Emotion Recognition Models
State estimators like hidden Markov models (HMM) are common machine learning algorithms used for emotion recognition. But my work redefines emotion recognition as an interactive and intentional process that occurs in social interactions. Like in storytelling activities, storytellers actively try to understand the emotional state of their partner using social cues, which are nonverbal “actions” they can take. I capture their emotion inference process, or in other words their strategy/policy, as a POMDP model.

In my work, I computationally model emotion understanding as a goal-oriented, or intentional, inference process directed by a social agent. The social agent has a goal of wanting to form a correct inference about their partner’s emotions and tries out different behaviors to close gaps in their certainty.

In a storytelling application, I modeled how storytellers are able to guess whether a listener is attentive or inattentive to their story. I model their strategy in how they go about making this decision as a partially observable Markov decision process (a POMDP model). In representing emotion recognition as an active process from the perspective of storytellers, my POMDP model is more accurate in knowing a listener’s true attentive state.

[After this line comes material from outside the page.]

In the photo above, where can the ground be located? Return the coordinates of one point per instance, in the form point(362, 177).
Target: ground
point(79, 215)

Social agents should not be passive observers when trying to understand the emotions of their human partners. They can engage with them interactively, and through this back-n-forth gain a more accurate understanding about how a person is feeling.

ROC curve
In ROC space, the upper left corner represents perfect classification and a curve closer to this point is the better predictor. When representing emotion understanding as a goal-directed POMDP process, we achieve greater accuracy in detecting inattentive listeners compare to more traditional state-estimation models.